En Brasil la dura justicia ordinaria, que ya envió ministros, legisladores y empresarios a la cárcel, la apuntalan manifestaciones que piden la cabeza de la presidenta, por tanta corrupción. Pero las marchas incentivan la justicia paralela, la del Congreso, muchas veces revanchista y oportunista, más que movida por el bien común.
La justicia brasileña demostró independencia, y sería prudente esperar su juicio. Sería mejor darle tiempo a la Corte Suprema para que resuelva los 54 expedientes que vinculan dineros mal habidos de Petrobras a la fundación y negociados del expresidente Lula da Silva y a las campañas electorales de Rousseff.
La justicia brasileña junto a la de Uruguay, Costa Rica y Chile, es la más independiente y eficiente. En varios países, con justicia contaminada, un sistema corroído por el poder político genera un círculo vicioso de corrupción e impunidad infinitas.

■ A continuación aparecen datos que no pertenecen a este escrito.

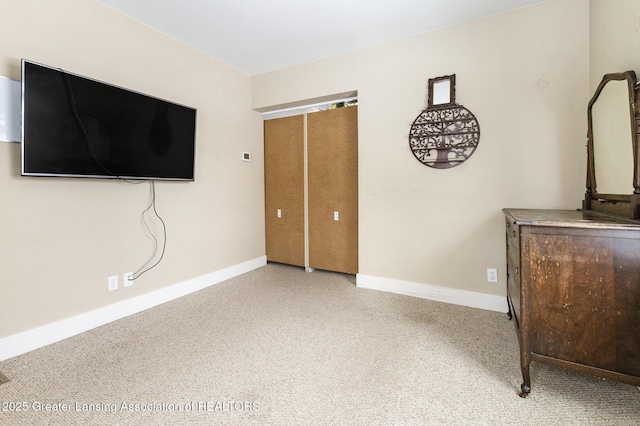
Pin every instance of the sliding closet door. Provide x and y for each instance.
(284, 190)
(332, 162)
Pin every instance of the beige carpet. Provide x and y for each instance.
(278, 346)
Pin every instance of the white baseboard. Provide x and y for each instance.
(441, 294)
(27, 341)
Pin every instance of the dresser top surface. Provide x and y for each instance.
(569, 218)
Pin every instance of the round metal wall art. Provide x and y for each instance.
(445, 134)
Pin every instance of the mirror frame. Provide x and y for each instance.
(627, 205)
(452, 91)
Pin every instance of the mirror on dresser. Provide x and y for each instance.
(573, 276)
(613, 184)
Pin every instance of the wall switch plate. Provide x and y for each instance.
(127, 279)
(113, 283)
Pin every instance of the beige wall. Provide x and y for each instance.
(524, 74)
(61, 238)
(614, 38)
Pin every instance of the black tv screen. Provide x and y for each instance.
(74, 126)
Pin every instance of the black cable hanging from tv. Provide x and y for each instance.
(152, 204)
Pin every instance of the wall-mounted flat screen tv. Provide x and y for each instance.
(74, 126)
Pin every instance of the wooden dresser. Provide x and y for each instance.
(573, 288)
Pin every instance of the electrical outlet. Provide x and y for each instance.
(113, 283)
(127, 279)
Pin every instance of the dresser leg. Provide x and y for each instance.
(525, 387)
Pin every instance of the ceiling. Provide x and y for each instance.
(257, 36)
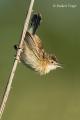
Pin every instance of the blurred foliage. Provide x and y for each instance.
(55, 96)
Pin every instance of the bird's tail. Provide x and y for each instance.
(35, 22)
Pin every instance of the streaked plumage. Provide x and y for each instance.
(33, 54)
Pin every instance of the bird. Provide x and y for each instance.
(33, 54)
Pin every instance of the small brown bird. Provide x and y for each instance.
(33, 54)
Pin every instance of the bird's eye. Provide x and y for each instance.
(52, 61)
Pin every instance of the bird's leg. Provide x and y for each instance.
(16, 47)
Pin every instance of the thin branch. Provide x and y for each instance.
(8, 87)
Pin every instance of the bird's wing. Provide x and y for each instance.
(34, 43)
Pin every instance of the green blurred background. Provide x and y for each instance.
(55, 96)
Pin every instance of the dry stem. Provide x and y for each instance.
(8, 87)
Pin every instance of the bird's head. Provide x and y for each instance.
(52, 63)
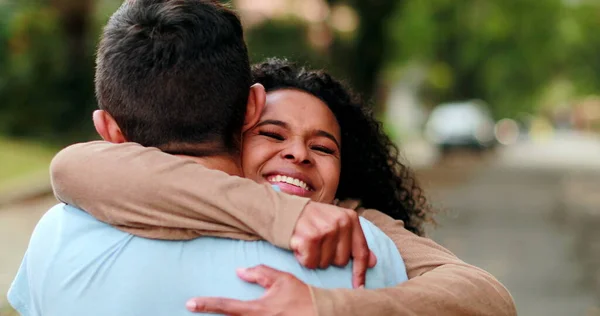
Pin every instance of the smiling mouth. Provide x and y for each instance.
(289, 180)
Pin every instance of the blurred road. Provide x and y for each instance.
(496, 213)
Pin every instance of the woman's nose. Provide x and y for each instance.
(297, 153)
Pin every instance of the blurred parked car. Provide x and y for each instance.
(467, 124)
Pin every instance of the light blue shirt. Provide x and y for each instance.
(76, 265)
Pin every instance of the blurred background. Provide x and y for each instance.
(496, 105)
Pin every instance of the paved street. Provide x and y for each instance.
(501, 221)
(495, 214)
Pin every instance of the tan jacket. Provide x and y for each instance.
(152, 194)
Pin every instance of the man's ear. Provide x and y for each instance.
(107, 127)
(255, 106)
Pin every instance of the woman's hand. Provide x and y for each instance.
(327, 235)
(285, 295)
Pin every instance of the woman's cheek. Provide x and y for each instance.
(330, 172)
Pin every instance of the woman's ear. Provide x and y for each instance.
(107, 127)
(255, 106)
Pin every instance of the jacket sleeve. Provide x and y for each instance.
(153, 194)
(439, 283)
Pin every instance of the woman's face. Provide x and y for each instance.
(296, 145)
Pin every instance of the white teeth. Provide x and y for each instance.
(290, 180)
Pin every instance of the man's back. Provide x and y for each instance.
(76, 265)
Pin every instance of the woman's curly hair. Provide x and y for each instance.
(371, 170)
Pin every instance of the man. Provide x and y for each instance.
(440, 283)
(173, 75)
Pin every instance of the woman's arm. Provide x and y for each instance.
(439, 283)
(156, 195)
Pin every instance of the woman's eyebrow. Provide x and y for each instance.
(273, 122)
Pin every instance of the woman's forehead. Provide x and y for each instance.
(300, 109)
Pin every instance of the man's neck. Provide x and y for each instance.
(226, 163)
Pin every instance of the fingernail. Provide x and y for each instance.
(191, 306)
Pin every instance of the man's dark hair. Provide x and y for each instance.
(174, 74)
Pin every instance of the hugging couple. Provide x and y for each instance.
(229, 189)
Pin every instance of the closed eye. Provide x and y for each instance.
(323, 149)
(271, 135)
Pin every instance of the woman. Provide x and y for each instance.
(341, 152)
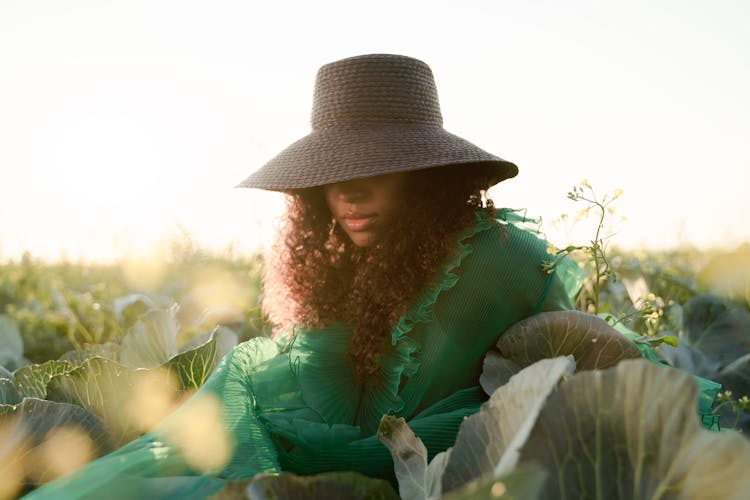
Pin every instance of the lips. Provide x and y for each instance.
(358, 222)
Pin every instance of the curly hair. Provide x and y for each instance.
(327, 279)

En Argentina los casos irresueltos se amontonan, unos de alto voltaje internacional, como el atentado contra la AMIA y la muerte aún dudosa del fiscal Alberto Nisman. Si se suma la inmunidad de autoridades y funcionarios comprada a jueces y fiscales adictos, nadie debería sorprenderse que el sistema político parece desmoronarse, hasta lo más simple es traumático y forzado, el país se estanca, las inversiones extranjeras se van, mientras la inseguridad pública y la violencia son intolerables.
No puede haber confianza interna e internacional cuando la élite se blinda con leyes especiales y tribunales adictos. En estos sistemas corruptos no es fácil ser juez o fiscal independiente.
Perú, Colombia, México (y ahora Argentina), demostraron cómo los sistemas judiciales suelen debilitarse al domesticarlos la política, permeables a las mafias y el narcotráfico. Los obispos argentinos, que ya habían adoptado la máxima del papa Francisco de que la falta de independencia judicial es “terrorismo de Estado”, ahora imploran a los políticos ir contra el narcotráfico, ante la indiferencia en la campaña electoral para octubre.
Los países que casi son “Estados fallidos” demuestran que los narcotraficantes siempre aumentarán la apuesta para que la justicia sea corrupta y débil.
Así, los jueces no pueden ser equitativos y probos. Mandar a la cárcel a alguien por unos gramos de marihuana y no poder hacerlo con otros que roban millones, pero se blindan con leyes y sobornos, es parte de la frustración.
La justicia es un ideal y es perfectible, y rara vez satisface a todos. Pero cuando está domesticada, jamás puede ser buena. La justicia politizada es el mayor vicio del subdesarrollo.